The gunwales get tapered fore and aft on two sides of the gunwales so they get narrower towards the ends from both the side and the top profiles.  This entails taking measurements on both the starboard and port side gunwales and copying them to both.  For example:  The gunwale in the center of the photograph has the terminus marked with a line across the gunwale (Oak by the way) and then you can measure a certain distance from the terminus and make another line across.  From there you measure how thick you want the gunwale at the terminus, make a line and carry that line to the outside edge of the other line you drew across the gunwale thus making a slight, yet attractive angle of taper.  You could just leave the gunwale square all the way to the terminus and it will be fine.  In fact, it may be even more durable when banging up against a bulkhead or rock, but tapered like this is quite attractive.
Me chowing on my plastic salad as my dad draws out his tapers.  We set, actually, he set half of the strongback up to use as a work surface for drawing, planing and sanding.  That strongback is a good 80 lbs.  I wish he'd not do that alone.
These pics are a bit out of order.  We actually glued the decks in place before we started on the gunwales.  My bad.  We fit them in place by tweeking the edges by sanding over and over until the seam between the edges of the deck and the inside of the canoe were tight and sharp.  That took a lot of time.  I spent 4 hours on the stern deck plate alone.  Once they were a nice fit they were glued in place with an epoxy/wood flour paste to fill any gaps and maintain a sharp edge.  We clamped them with bar clamps and wedges with sand paper under them so they didn't slide off the end of the canoe.  It worked really well on the bow below, but the stern has a greater angle and they kept sliding off so we were forced to screw the deck in while it was still wet.  There were gaps that we were worried about, but they aren't noticeable at all and looks sweet now!

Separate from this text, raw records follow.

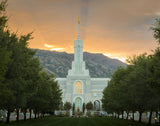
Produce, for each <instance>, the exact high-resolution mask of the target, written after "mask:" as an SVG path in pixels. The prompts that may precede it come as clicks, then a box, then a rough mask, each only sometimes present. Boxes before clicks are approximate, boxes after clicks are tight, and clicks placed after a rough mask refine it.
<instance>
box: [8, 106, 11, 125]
mask: <svg viewBox="0 0 160 126" xmlns="http://www.w3.org/2000/svg"><path fill="white" fill-rule="evenodd" d="M10 114H11V110H10V109H8V112H7V123H9V121H10Z"/></svg>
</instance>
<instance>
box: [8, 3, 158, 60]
mask: <svg viewBox="0 0 160 126" xmlns="http://www.w3.org/2000/svg"><path fill="white" fill-rule="evenodd" d="M7 13H8V15H9V26H10V27H11V28H12V29H13V31H17V30H18V31H20V32H21V33H29V32H31V31H34V33H33V37H34V39H33V40H31V41H30V47H31V48H40V49H48V50H50V49H51V47H46V46H44V44H48V45H49V46H53V45H54V46H53V50H54V48H57V50H63V51H67V52H74V48H71V46H73V45H74V40H75V39H76V38H77V17H78V16H80V18H81V31H80V34H81V39H82V40H84V50H86V51H88V52H102V53H107V54H112V55H114V56H115V57H116V55H117V56H118V57H122V58H123V57H126V56H128V55H129V56H130V55H133V54H137V53H138V54H139V53H143V52H149V53H150V50H151V49H153V48H155V47H156V43H154V42H153V41H154V39H153V37H152V31H151V30H149V27H150V26H151V25H152V24H153V22H154V18H155V17H158V16H160V0H154V1H153V0H123V1H120V0H45V1H44V0H14V1H13V0H8V12H7ZM45 42H47V43H45Z"/></svg>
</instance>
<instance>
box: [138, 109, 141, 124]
mask: <svg viewBox="0 0 160 126" xmlns="http://www.w3.org/2000/svg"><path fill="white" fill-rule="evenodd" d="M138 122H139V123H141V122H142V112H141V111H140V112H139V121H138Z"/></svg>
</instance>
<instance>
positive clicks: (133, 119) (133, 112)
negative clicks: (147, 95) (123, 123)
mask: <svg viewBox="0 0 160 126" xmlns="http://www.w3.org/2000/svg"><path fill="white" fill-rule="evenodd" d="M132 116H133V117H132V121H133V122H134V111H132Z"/></svg>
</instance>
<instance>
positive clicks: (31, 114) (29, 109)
mask: <svg viewBox="0 0 160 126" xmlns="http://www.w3.org/2000/svg"><path fill="white" fill-rule="evenodd" d="M29 113H30V114H29V119H31V118H32V109H29Z"/></svg>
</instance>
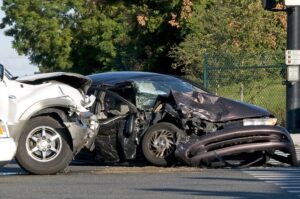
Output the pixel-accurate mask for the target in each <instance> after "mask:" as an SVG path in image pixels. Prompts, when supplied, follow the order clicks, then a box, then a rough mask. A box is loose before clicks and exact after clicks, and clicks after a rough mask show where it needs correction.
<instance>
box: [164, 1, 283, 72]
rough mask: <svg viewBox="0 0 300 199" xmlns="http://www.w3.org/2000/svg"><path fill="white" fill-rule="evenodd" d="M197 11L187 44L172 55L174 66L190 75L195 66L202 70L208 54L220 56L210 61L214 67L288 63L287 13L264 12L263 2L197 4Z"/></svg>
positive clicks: (174, 51)
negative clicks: (285, 32) (273, 12)
mask: <svg viewBox="0 0 300 199" xmlns="http://www.w3.org/2000/svg"><path fill="white" fill-rule="evenodd" d="M193 8H194V13H193V16H192V17H191V19H190V20H189V21H188V22H187V25H186V27H187V29H186V30H185V31H186V36H185V39H184V41H183V42H181V43H180V44H179V45H177V46H175V47H174V48H173V49H172V51H171V52H170V54H169V55H170V56H171V57H172V58H174V60H175V62H174V63H173V67H175V68H177V67H183V70H184V71H185V72H186V73H187V74H188V75H189V74H190V75H192V74H191V72H192V71H193V69H194V68H193V67H195V66H196V67H197V68H198V70H199V71H202V66H203V61H204V60H203V57H204V56H203V55H204V54H205V53H209V54H213V55H218V59H215V60H210V65H211V66H226V65H228V64H230V66H247V65H248V66H249V65H251V66H254V65H271V64H278V63H282V62H283V61H284V49H285V41H286V36H285V26H286V20H285V13H272V12H267V11H265V10H263V9H262V6H261V1H260V0H255V1H252V0H251V1H250V0H232V1H219V0H210V1H197V2H196V1H194V6H193ZM266 58H268V59H266ZM249 75H250V76H251V75H252V74H249Z"/></svg>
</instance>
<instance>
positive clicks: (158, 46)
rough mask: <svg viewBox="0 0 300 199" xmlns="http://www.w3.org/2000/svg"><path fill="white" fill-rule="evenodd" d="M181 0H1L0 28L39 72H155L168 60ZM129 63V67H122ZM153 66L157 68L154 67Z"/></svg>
mask: <svg viewBox="0 0 300 199" xmlns="http://www.w3.org/2000/svg"><path fill="white" fill-rule="evenodd" d="M181 5H182V1H181V0H171V1H158V0H155V1H153V0H142V1H141V0H131V1H129V0H127V1H126V0H124V1H116V0H115V1H114V0H106V1H100V0H76V1H72V0H60V1H44V0H4V1H3V7H2V10H4V11H5V13H6V17H5V18H4V19H3V22H2V24H1V28H5V27H8V30H7V31H6V34H7V35H9V36H13V37H14V42H13V46H14V48H16V49H17V51H18V52H19V53H20V54H25V55H29V57H30V59H31V61H32V62H33V63H36V64H37V65H38V66H39V67H40V69H41V70H42V71H51V70H71V71H76V72H81V73H84V74H88V73H91V72H96V71H105V70H124V69H134V70H145V69H148V70H156V69H159V67H160V66H159V63H168V62H169V63H168V65H170V59H169V58H168V57H167V56H166V54H167V52H168V51H169V49H170V47H171V45H173V44H176V43H178V42H179V41H180V40H181V39H180V37H178V33H179V31H178V29H177V28H174V27H173V26H172V25H171V24H169V23H168V21H169V20H171V19H172V15H171V13H173V12H174V13H177V12H180V10H181ZM128 66H130V67H131V68H128ZM156 67H157V68H156Z"/></svg>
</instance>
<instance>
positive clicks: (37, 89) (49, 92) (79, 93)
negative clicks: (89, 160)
mask: <svg viewBox="0 0 300 199" xmlns="http://www.w3.org/2000/svg"><path fill="white" fill-rule="evenodd" d="M0 69H1V73H2V74H4V75H3V77H2V78H1V80H0V90H1V99H0V110H1V111H0V117H1V118H7V126H8V129H9V131H10V132H11V137H12V138H13V139H14V141H15V142H16V143H17V152H16V160H17V162H18V163H19V165H20V166H21V167H22V168H23V169H24V170H26V171H28V172H29V173H32V174H55V173H57V172H60V171H63V169H64V168H65V167H67V166H68V164H69V163H70V161H71V160H72V158H73V157H74V155H75V154H76V153H78V152H79V151H80V150H81V149H82V148H83V147H89V148H91V147H92V144H91V141H93V140H94V137H95V132H96V131H97V129H98V124H97V121H96V119H95V118H94V115H93V114H92V113H90V111H89V110H88V108H89V107H90V106H91V105H92V104H93V102H94V100H95V98H94V97H93V96H87V95H86V91H87V89H88V87H89V86H90V84H91V80H90V79H88V78H86V77H84V76H82V75H77V74H73V73H48V74H39V75H33V76H28V77H24V78H16V77H13V76H12V75H11V74H10V73H9V72H8V71H7V70H5V69H4V67H3V66H2V65H0Z"/></svg>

Those buggers slipped right off.  Every time we turned our heads the clamps loosened up.  Sliding.

My dad figured out where the countersunk pilot holes for the first 16" of the gunwales should go by mounting the gunwale and marking where the screws that we put in the stern deck went so that we don't screw into screws that are already there.  A countersink is a hole where the top portion of the hole drilled has a "V" in it that matches the "V" on the underside of the head of the screw so that when fastened the screw will be "flush" or level with the surface of the gunwale.  Using the drill press ensures a perfectly 90 degree angle pilot hole.  It's called a pilot hole because with the hole already drilled, the screw can find it's way into the hole instead of going off course which can sometime happen if the screw follows a grain in the wood.  It also keeps the wood from splitting.
Here, my dad and I have the gunwale mounted and figured out where to drill the rest of the pilot holes.  Tomorrow I will transfer the marks on the starboard gunwale to the port side gunwale as they are identical.  I might drill the holes if I have a helper with me.  It is a good idea to have someone around to hold the piece as well as another set of eyes on where I am drilling.

Below is one of last weeks neighborhood events in Pennypack Park.  A band called Steal Your Face (Grateful Dead cover band) played during one of the nicest nights of the year so far!  I had a great time with my brother Keith and friends Nestor, Kathy and of course "Number 9".  These concerts happen every Wednesday night and are completely free.  There are a few on Saturday's as well.  June 2 a band called LeCompt is playing.  Come on out to these events if you get a chance and show your support of the local community.  The website is:  http://pennypackpark.com/
Tomorrow's show is Think Pink Floyd.
Thanks for reading everyone!  Have a great week and a truly memorable Memorial Day Weekend!